慎一が、ブリーダーの家族に薬品を渡していたことは事実だ。だが、理由がわからなくなってきた。犬達の復讐のためだと思っていたのに、まだ他にも話すことがあるというのか。
「こちらの部屋です」
 ドアを開けると、中にはベッドで眠る女性がいた。年の頃、美佐子と同じくらい。医療電子機器と点滴、呼吸器。意識はなさそうだ。彼女が慎一の母だということは、たやすく想像がついた。
 猛を部屋に入れ扉を閉めると、慎一の表情から初めて笑顔が消えた。
「紹介します。この世で最も憎んでいる、僕の母です」
「憎む……?」
 病院や施設ではないので手厚く、とは言い難いのかもしれないが、彼女は生きている。憎んでいるのなら、ブリーダー達と同じように安楽死させてしまえばいいのに、慎一はどうして憎んでいる彼女を生かしている? 一瞬で考えがわかり、青くなる。慎一は自分と一緒だ。自分とは違うと思っていたのに、まったく同じ思考だったんだ。猛は自分で立っていられなくなった。壁に手を、背中をつける。
「母はポピィを家族とは認めていなかった。『ペット』に過ぎなかったんです。だから許せなかった。そんな母ですが、四年前に事故に遭いましてね」
 心電図が音を刻む。
「母は許しません。だから絶対に安楽死はさせない。息絶えるまで苦しませる。楽なんてさせない」
 ベッドサイドの花瓶には、たくさんの枯れた白いポピー。枯れた花の上に、さらに新しい白い花を活けている。
「僕がずっと笑顔を崩さなかったのは、死が近い相手の前では涙を見せないと父と約束したからなんです。でも、母は死なない。死なせない。どんな手を使っても」
 慎一はベランダの窓を開けた。風が入り、レースのカーテンがふわりと慎一を包む。風が止むと、またいつも通りの笑顔を見せた。
「事件の真相ですが、お察しの通り僕ですよ。ブリーダーの家族に、ペンタバルビタールナトリウム入りの注射を渡したのは」
「……犬を大量に殺処分したから」
「違うのは、お分かりなんじゃないですか?」
 そうだ。自分は気づいている。白いポピーがたくさん咲いている草原。花が揺れる。
「家族の犯した罪を忘れるため……?」
「……ただ、あの人達は死を選んだ。そして僕も」
 慎一はベランダに出ると、手すり部分に腰かけた。
「人間には確かに死を選ぶ権利があります。生死を自由自在に操れる。でもそれは『自有自罪』でもあるんですよ」
「え……?」
 ふと目を閉じると、困ったような顔を見せた。無理に笑顔を作るのに、見事失敗している。

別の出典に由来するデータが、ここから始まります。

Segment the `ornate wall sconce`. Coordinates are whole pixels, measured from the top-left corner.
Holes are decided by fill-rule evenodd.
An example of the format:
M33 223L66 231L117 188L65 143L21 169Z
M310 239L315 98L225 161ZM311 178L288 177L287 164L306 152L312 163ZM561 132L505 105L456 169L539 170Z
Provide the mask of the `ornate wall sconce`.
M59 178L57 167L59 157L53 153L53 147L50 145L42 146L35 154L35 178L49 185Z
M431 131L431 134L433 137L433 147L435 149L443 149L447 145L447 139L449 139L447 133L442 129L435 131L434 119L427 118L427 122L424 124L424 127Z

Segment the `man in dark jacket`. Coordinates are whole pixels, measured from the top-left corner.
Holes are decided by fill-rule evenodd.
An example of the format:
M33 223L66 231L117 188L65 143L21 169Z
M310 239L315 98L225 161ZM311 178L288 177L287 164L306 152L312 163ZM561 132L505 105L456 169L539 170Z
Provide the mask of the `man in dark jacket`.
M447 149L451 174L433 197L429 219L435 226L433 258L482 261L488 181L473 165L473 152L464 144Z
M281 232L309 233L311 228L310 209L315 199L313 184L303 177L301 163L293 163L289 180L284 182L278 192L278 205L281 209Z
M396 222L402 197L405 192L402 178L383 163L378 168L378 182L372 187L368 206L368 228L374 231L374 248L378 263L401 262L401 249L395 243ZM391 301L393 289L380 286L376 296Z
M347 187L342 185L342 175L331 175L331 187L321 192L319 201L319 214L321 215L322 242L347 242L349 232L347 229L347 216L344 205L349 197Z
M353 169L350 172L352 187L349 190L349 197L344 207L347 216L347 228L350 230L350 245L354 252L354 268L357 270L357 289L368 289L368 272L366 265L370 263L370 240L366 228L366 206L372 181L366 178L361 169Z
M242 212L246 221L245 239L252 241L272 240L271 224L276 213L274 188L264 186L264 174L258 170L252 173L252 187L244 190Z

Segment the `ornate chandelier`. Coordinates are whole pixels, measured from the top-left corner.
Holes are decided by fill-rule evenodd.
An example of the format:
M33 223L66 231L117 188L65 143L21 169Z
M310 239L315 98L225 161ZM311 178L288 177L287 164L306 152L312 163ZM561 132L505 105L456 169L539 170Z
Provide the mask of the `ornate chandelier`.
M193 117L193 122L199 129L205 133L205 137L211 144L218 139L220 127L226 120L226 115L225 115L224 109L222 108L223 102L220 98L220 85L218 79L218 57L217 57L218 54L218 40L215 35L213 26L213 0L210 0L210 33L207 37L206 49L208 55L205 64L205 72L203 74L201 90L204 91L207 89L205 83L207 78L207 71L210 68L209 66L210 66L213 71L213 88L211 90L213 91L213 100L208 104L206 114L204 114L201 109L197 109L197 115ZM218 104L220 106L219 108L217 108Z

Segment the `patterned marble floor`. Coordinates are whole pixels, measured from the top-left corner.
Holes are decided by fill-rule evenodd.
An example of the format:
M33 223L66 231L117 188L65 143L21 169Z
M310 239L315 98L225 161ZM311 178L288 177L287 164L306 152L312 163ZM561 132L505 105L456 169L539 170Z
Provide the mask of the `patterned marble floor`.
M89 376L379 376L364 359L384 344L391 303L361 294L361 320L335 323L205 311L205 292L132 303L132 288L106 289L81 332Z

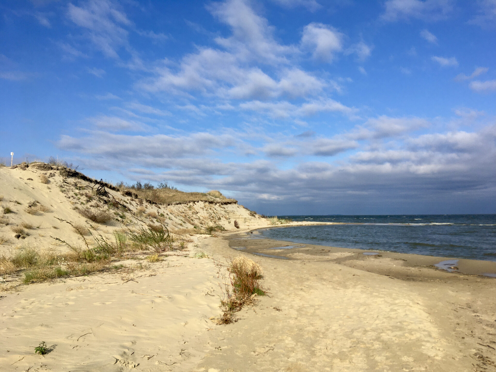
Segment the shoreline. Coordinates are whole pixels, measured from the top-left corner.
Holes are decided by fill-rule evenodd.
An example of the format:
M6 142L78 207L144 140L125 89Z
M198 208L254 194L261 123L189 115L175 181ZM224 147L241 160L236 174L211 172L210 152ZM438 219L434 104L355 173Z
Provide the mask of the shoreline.
M270 249L298 245L249 239L250 232L205 242L216 255L254 260L269 297L226 326L222 350L206 355L197 371L495 370L496 278L405 265L402 257L432 256ZM252 254L264 252L280 258Z
M299 222L299 221L298 222ZM324 249L328 250L327 252L324 252L323 253L329 253L329 252L331 253L337 253L337 252L351 252L356 254L360 253L365 253L365 255L368 255L368 253L371 253L371 255L374 255L376 256L383 257L386 258L390 258L392 259L400 259L404 260L406 262L406 265L410 267L415 267L418 266L429 266L434 268L436 270L441 270L446 271L447 272L453 272L455 273L460 273L460 274L466 274L468 275L481 275L484 276L488 276L491 277L496 277L496 261L492 261L489 260L478 260L478 259L473 259L470 258L464 258L459 257L456 257L454 256L434 256L434 255L428 255L425 254L418 254L414 253L402 253L399 252L395 252L394 251L390 250L381 250L379 249L363 249L357 248L345 248L342 247L336 247L330 246L324 246L319 244L307 244L303 243L298 243L296 242L292 242L291 241L284 241L280 240L279 239L275 239L273 238L269 238L263 236L262 234L260 233L258 230L261 229L273 229L273 228L282 228L285 227L293 227L296 226L318 226L320 225L336 225L336 224L348 224L348 225L354 225L358 224L350 224L347 223L327 223L327 222L317 222L317 223L312 223L309 222L305 223L304 224L300 224L297 222L297 223L291 223L290 224L286 224L284 225L281 226L269 226L269 227L261 227L255 229L251 229L248 232L245 232L247 237L246 239L251 239L252 240L264 240L270 242L280 242L280 244L279 246L274 245L272 244L268 244L266 245L266 247L265 246L265 245L258 245L260 246L258 248L254 248L254 247L252 247L250 248L248 248L248 250L246 251L249 253L261 253L263 254L264 250L267 250L268 251L267 253L270 254L271 255L280 256L283 259L285 258L294 258L294 255L292 254L292 253L294 253L295 252L301 252L300 251L305 250L307 251L306 254L315 254L315 252L317 251L319 249L322 249L323 247ZM231 232L231 233L236 233L237 232ZM240 234L242 234L241 232L239 232ZM277 244L276 244L277 245ZM248 245L250 246L253 246L253 245ZM257 245L254 245L256 246ZM243 247L243 245L240 244L240 246ZM273 246L273 248L272 246ZM281 249L278 250L274 249L274 248L276 248L277 247L286 247L286 246L293 246L294 247L292 248L283 248ZM300 247L303 246L303 247ZM309 253L308 250L310 249L313 253ZM272 252L272 253L269 253L270 252ZM376 254L374 253L377 253ZM322 253L318 255L319 257L322 257L323 255ZM284 257L284 258L283 258ZM331 260L334 260L336 257L330 259ZM349 259L348 258L348 259ZM456 261L456 262L453 262L452 261ZM451 261L449 262L444 263L444 261ZM436 265L439 264L441 264L439 266L436 267ZM454 267L456 268L455 269L453 270L450 268L451 267ZM446 270L446 269L447 270ZM486 275L487 274L487 275Z

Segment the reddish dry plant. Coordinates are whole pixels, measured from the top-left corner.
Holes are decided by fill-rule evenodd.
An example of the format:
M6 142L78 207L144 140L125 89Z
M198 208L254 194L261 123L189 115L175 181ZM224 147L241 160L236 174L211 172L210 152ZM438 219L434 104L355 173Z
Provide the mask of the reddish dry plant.
M223 314L217 319L219 324L236 321L234 313L245 305L254 304L257 296L265 296L267 291L259 282L263 277L262 269L252 260L237 257L231 262L229 271L231 286L224 283L220 302Z

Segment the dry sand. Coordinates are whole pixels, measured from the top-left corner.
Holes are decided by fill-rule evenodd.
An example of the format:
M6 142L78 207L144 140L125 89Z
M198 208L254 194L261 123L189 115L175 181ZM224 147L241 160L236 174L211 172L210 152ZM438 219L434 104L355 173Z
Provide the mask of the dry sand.
M0 184L18 170L0 169ZM18 171L17 179L27 174ZM31 190L42 199L46 185L26 185L31 187L23 180L15 189ZM5 198L26 202L19 192ZM39 201L50 203L57 215L75 218L70 206L63 206L65 196L60 205L50 203L51 195ZM184 226L181 213L188 207L167 210L175 219L171 227ZM431 258L412 255L366 257L318 247L268 249L285 243L248 239L253 235L249 229L268 224L242 207L192 208L210 218L225 214L220 220L231 231L191 236L187 249L161 262L124 261L129 269L119 273L0 292L0 371L496 371L496 279L436 270L429 266ZM29 217L20 208L16 211L9 217L14 223ZM53 229L47 219L55 219L44 215L40 229ZM242 231L232 227L233 218L241 220ZM70 229L65 232L76 239ZM33 235L25 241L32 239L36 246L50 242ZM17 243L0 247L15 249ZM201 252L211 258L193 258ZM225 264L240 254L260 264L269 296L238 313L237 322L217 325L210 318L220 313ZM50 352L33 355L42 341Z

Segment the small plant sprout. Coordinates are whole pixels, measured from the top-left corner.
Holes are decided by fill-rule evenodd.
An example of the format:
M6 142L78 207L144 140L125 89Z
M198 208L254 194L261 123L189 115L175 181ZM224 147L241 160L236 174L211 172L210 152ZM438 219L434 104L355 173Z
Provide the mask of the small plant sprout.
M195 253L194 255L193 256L195 258L209 258L205 252L198 252L198 253Z
M42 341L40 345L34 348L34 353L40 354L40 355L45 355L48 354L48 349L47 348L47 343Z

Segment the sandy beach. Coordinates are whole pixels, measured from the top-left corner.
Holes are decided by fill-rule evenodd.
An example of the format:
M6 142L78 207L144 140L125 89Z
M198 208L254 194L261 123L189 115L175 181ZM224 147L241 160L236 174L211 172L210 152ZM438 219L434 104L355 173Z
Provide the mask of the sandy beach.
M128 275L2 294L2 370L495 370L496 279L398 259L369 257L353 267L329 262L344 251L257 257L269 295L237 322L216 325L209 318L219 313L225 272L214 261L250 254L230 245L263 243L249 237L197 238L188 256ZM214 259L190 258L198 251ZM32 352L41 340L53 348L44 357Z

「あなたにすべて話した。僕も死を選択しましょう。あの世でポピィと再会するころがずっと楽しみだったことですしね」
「犬飼先生、やめてください。ポピィくんだって喜ばない」
「あなただって一緒ですよ。死を選んでる」
「タレは看取った!」
「違いますよ。その前の猫です」
 血の気が引いた。
「それがくだらない人間の特権なんです」
「そんな特権なんていらない!」
「……そう。でも僕は使わせてもらいます。あなたもきっと、いつか同じ選択をする日が来る。あなたは、僕とそっくりの考えを持っているようですから」
 絶対に違う。否定、首を振る。頭を押さえてしゃがみ込む。お前なんかと俺を、一緒にするな――! 俺は、俺は、俺は! 何度も胸の中で絶叫する。
「いつかまたお会いしましょう。待ってますよ」
 背中から目を閉じて倒れる。猛は咄嗟に立ち上がって手を伸ばす。空を切る。
会うときは、地獄か。弟達には会えないかもしれないな。犬飼さん、あんたもポピィくんとは再会できないよ。